Friday, April 18, 2008

Viral Marketing Case study (OboPay)

ok, I stumbled upon a company called Obopay today. They are essentially a "paypal for your mobile phone" start-up. Upon completion of signing up, they CORRECTLY ask/offer for me to invite any of my friends to sign-up. The entire process is so far smooth... And the product seems good enough (and harmless enough) that I decided I will use it as an experiment in marketing.

Now I have thousands of contacts in Outlook, but close to 500 in my LinkedIn network. Since Obopay has a limit of 500 friends in their invite system, I sent the first batch of invites to my LinkedIn friends.

I do not know if OboPay will want to be involved in this study on a formal basis, however if they do I will be able to get much better info. to explore their Viral campaign and further a/b test different suggestions for this funnel.

If you want to participate, and / or see the results when done please send me an email to andy (at) with "obopay study" in the subject line ... I will follow up with a few brief questions .

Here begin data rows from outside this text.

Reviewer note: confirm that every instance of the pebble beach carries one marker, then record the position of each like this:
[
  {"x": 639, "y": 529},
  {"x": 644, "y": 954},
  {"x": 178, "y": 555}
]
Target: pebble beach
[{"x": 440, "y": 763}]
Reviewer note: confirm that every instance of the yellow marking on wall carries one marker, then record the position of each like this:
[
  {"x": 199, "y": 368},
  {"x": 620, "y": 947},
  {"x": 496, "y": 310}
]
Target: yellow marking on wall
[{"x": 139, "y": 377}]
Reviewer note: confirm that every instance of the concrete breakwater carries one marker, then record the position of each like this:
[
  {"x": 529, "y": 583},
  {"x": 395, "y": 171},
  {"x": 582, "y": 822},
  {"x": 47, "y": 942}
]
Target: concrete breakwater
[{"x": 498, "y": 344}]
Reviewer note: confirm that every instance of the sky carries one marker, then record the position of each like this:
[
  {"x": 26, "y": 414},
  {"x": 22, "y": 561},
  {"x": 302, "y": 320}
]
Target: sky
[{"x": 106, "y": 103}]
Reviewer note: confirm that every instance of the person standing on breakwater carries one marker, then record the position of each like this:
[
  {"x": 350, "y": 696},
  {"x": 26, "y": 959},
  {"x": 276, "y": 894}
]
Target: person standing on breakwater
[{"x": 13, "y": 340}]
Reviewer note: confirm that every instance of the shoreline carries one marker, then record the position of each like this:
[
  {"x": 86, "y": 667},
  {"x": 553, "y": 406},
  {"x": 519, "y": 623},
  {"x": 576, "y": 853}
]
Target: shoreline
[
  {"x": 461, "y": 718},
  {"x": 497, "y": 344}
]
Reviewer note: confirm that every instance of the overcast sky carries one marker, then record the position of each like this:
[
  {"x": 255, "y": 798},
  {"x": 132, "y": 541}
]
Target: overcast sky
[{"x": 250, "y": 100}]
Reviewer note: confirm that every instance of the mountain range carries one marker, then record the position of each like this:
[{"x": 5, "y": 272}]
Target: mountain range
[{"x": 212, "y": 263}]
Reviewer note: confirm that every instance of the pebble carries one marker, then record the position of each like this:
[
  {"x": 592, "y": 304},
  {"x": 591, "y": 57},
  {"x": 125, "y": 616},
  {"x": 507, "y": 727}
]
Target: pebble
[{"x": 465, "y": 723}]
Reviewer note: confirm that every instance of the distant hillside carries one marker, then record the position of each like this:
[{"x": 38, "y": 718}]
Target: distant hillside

*******FIRST UPDATE ************

1) Obopay problem #1... I just received this automated email from Obopay after I sent their offer to LinkedIn friends using their system:

"Hi Andrew,
Thank you for your referrals. We have sent invitations for your friends to sign up for Obopay.
When the following people accept your invitation to join and successfully sign up within the next 30 days, you will receive $5 in your Obopay account for each referral:"

So what's wrong with this? ...I use Outlook, and have ZERO spam filters that I run. Regardless, I just happened to have received their email to me in my JUNKMAIL folder (Outlook does this by default). Lesson here for fellow marketers .... Your very first communication via email to your customers should strongly suggest that they white list your @domain name ...this way they will be certain to receive your future communications.

Campaign comment #1:

I sent an invite to myself, so that I could see what my LinkedIn list was receiving. My initial thoughts are *kudos* to the Obopay marketing team. Note in the following screen shot of the email invite, how simple, and straight to the point the offer is ...

Who sent it (should it include my last name, or just "Andrew" as it is?).
What is Obopay
List of benefits (not features)
Text link to join
Call to action button to join

Note to fellow marketers. KEEP IT SIMPLE (KISS)

** Final Update **

OK, I have received zero help from Obopay on this, zero input from my LinkedIn network (thanks guys) and so regretfully will not be able to follow up... To bad, would have made a few thousand for charity, Obopay would have gained ten's of thousands of dollars worth of free market research, and marketers would have had a solid case study to learn from.

My only take is that by not putting the referrers FULL name in the offer email, the offer becomes spam. Note to Obopay - you really need to disclose a referrers full name, not just "john sent this...".

Wednesday, April 16, 2008

Learning from LinkedIns' (Mistakes)

OK, first off disclaimer (in the event my advice comes across the wrong way);

I love LinkedIn, I believe them to be one of the most successful web 2.0 services, They are the REAL pioneers of Social Networks and they obviously know what they are doing.

Now my rant... I have often felt (still do) that LinkedIn (maybe YOUR company also?) was missing something in their pricing structure. Ok, free is nice (what I currently use), but IMO they are missing a crucial price point. The Price Point can be the difference between a $200M company, or a $2B company - Make no mistake about it, it is that important. A link to LinkedIn's Premium accounts sign-up page, shows the following options:

Should you not be able to read it in the image above, they jump from free to an immediate $20 per month (or offered for $199 per year). Now as much as I love their service, I simply can not justify $200 for the amount/type of networking I do. I am also certain that I am not alone here, and more then likely I am in the *sweet-spot* of what an average user would pay (besides free). My personal choice would be for some sort of a limited (small biz?) price point that I would bet would work best at $49.99 [ As an aside, and I will post about this in more detail latter, but this is an EXCELLENT example of how/when and why to do A/B testing - (yes, even on pricing!!), but who knows...maybe the magic number will end up being $39, or $29....

The second mistake LinkedIn makes regarding PRo Vs. Free users ? Their sales funnel!!! Without driving down into sub page, after sub page let's simply look at the top half of their front page first:

Where the heck is any offer to upgrade, any mention of a PRO account??? OK, let's now look at the bottom half of their homepage:

Careful, you might miss it!! There is is, buried underneath the Google Adwords!!! To, the right of the word "Premium", where it states "Upgrade Your Account". Now this is only the very first stage of their sales funnel, however it is usually the most important, and also the number one rule in Sales; ASK FOR THE ORDER ... and for Gods sake, ask for it where a user can find/see it!!!